3. O fandom das marcas asiáticas fala tanto de identidade quanto de cosméticos.
A força do mercado de skincare asiático vai além dos ingredientes. As marcas entenderam cedo que consumir skincare pode ser também uma experiência cultural e coletiva.
Talvez seja por isso que a beleza asiática tenha encontrado um público tão receptivo no Brasil: em 5 anos, as exportações de cosméticos coreanos para o país cresceram quase 6 vezes.
4. A próxima fronteira da beleza é a regeneração.
A Dra. Mamy Honda, médica dermatologista especializada em pele asiática, apontou a medicina regenerativa como uma das principais apostas dos próximos anos. Para além dos ativos, a inovação também está na forma como eles são entregues ao organismo — nanopartículas, microvesículas e formulações cada vez mais gentis redefinem o que significa um produto eficaz.
5. A internet é nova. O nosso cérebro, não.

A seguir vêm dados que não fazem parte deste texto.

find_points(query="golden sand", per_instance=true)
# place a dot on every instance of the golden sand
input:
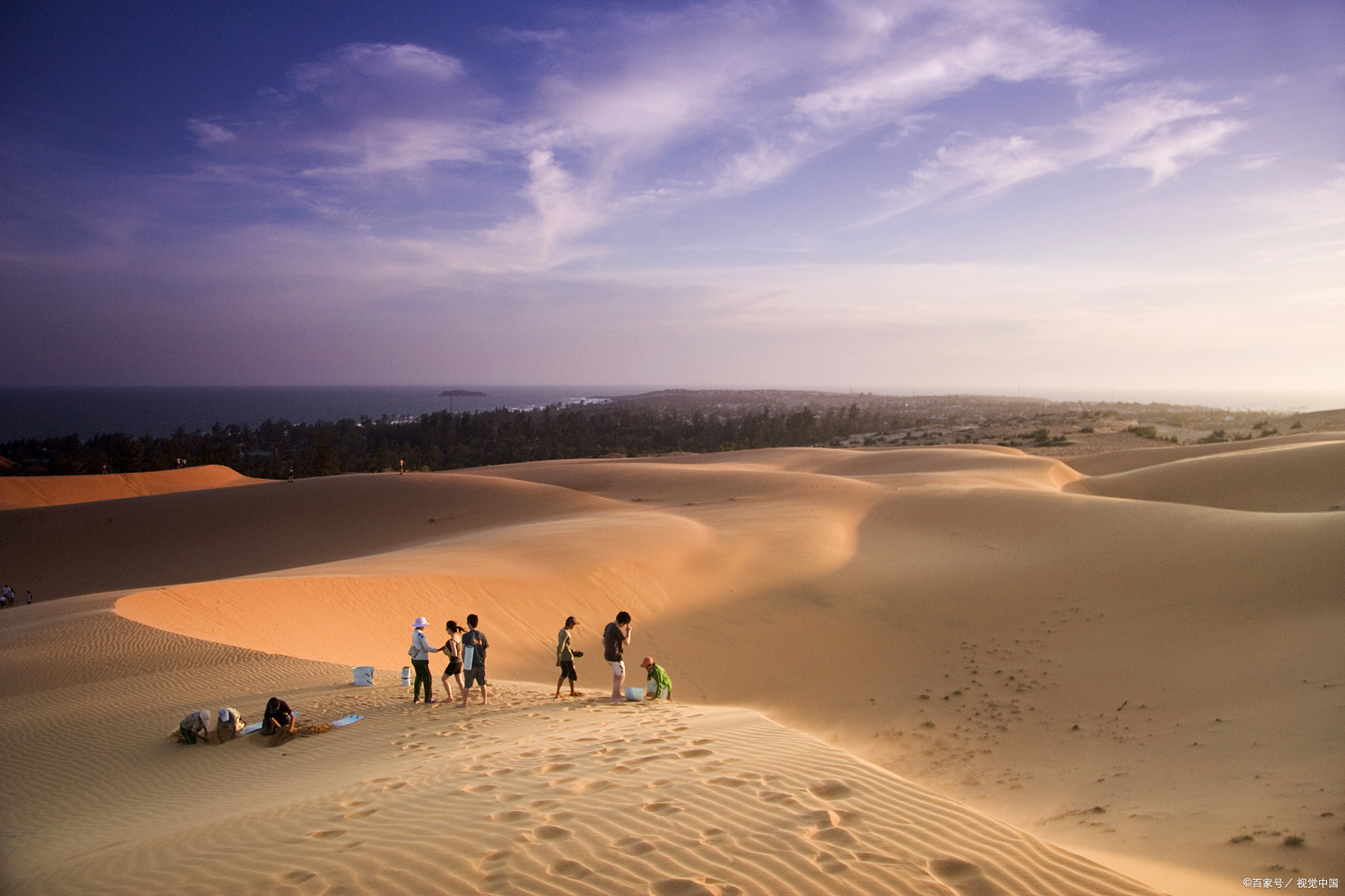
(926, 671)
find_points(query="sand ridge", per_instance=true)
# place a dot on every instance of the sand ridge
(47, 490)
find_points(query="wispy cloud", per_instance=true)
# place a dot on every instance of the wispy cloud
(1156, 129)
(650, 112)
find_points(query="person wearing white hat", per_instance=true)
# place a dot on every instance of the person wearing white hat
(418, 653)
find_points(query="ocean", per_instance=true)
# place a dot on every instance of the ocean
(46, 413)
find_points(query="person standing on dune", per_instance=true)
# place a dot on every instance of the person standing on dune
(418, 653)
(454, 652)
(474, 660)
(565, 654)
(617, 637)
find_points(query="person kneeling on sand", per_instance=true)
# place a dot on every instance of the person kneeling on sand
(418, 653)
(278, 717)
(228, 725)
(565, 654)
(195, 727)
(474, 658)
(454, 652)
(617, 639)
(658, 684)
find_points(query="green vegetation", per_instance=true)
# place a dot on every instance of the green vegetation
(443, 441)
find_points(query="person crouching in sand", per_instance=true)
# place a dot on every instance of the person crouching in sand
(658, 684)
(617, 637)
(228, 725)
(195, 727)
(454, 653)
(278, 717)
(565, 654)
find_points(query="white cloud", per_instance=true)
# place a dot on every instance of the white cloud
(1157, 131)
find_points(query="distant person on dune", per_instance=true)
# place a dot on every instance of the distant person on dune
(278, 717)
(418, 653)
(617, 639)
(474, 658)
(454, 653)
(195, 727)
(658, 684)
(565, 654)
(228, 725)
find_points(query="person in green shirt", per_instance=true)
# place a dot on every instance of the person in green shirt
(659, 684)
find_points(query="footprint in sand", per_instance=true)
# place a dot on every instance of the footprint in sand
(830, 789)
(830, 864)
(963, 878)
(359, 813)
(567, 868)
(835, 836)
(725, 782)
(635, 845)
(661, 809)
(686, 887)
(550, 833)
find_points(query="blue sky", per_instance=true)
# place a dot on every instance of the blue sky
(848, 194)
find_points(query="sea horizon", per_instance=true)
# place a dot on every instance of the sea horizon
(53, 412)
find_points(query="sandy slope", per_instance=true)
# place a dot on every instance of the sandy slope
(526, 796)
(45, 490)
(951, 614)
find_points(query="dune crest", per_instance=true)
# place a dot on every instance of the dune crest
(47, 490)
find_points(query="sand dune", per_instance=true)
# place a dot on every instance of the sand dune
(526, 796)
(1297, 477)
(1134, 458)
(46, 490)
(1115, 662)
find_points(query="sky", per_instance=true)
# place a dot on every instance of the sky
(847, 194)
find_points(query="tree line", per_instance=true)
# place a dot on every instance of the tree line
(447, 441)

O youtuber e influenciador Felca refletiu sobre como nosso cérebro interpreta rejeição, crítica e exclusão online como ameaças reais porque fomos programados para identificar esses aspectos muito antes das redes sociais existirem.
Em um ambiente de exposição constante, construir uma identidade sólida fora das telas torna-se uma forma essencial de bem-estar, e a autenticidade e o autoconhecimento são ferramentas cada vez mais estratégicas para preservar a saúde mental na economia da atenção.
6. As relações sociais são um dos pilares mais importantes do bem-estar.
Saunas, wellness clubs e novos espaços de convivência estão crescendo no Brasil e no mundo porque respondem a uma necessidade humana básica: conexão.
Estudos sobre longevidade nas chamadas Blue Zones, regiões onde as pessoas vivem mais e com melhor saúde do que a média global, mostram que a qualidade dos nossos relacionamentos influencia diretamente saúde, felicidade e expectativa de vida.
7. O turismo de wellness deixou de ser nicho para se tornar um estilo de vida.
Retiros de silêncio, desconexão digital, imersão na natureza, programas de longevidade e experiências personalizadas respondem a uma pergunta que cada vez mais pessoas estão fazendo antes de reservar seu destino de férias: isso vai me fazer bem?
8. Um dos maiores desafios do bem-estar contemporâneo é não transformar a solução em problema.
Do uso de canetas emagrecedoras às redes sociais, muitas ferramentas surgem para melhorar a vida, mas podem gerar novas questões quando usadas sem acompanhamento ou reflexão.
Como apontaram a nutricionista Andrea Santa Rosa e a endocrinologista Dra. Isabela Bussade, a busca por autoestima, performance ou pertencimento precisa vir acompanhada de contexto e cuidado.
9. Uma nova forma de reposição hormonal pode transformar a menopausa.O ginecologista Dr. André Vinicius destacou pesquisas em andamento nos Estados Unidos sobre o uso do estetrol na terapia hormonal da menopausa. Já aprovado para outras indicações, o hormônio vem sendo estudado como uma possível alternativa que amplia as opções de tratamento disponíveis para mulheres nessa fase da vida.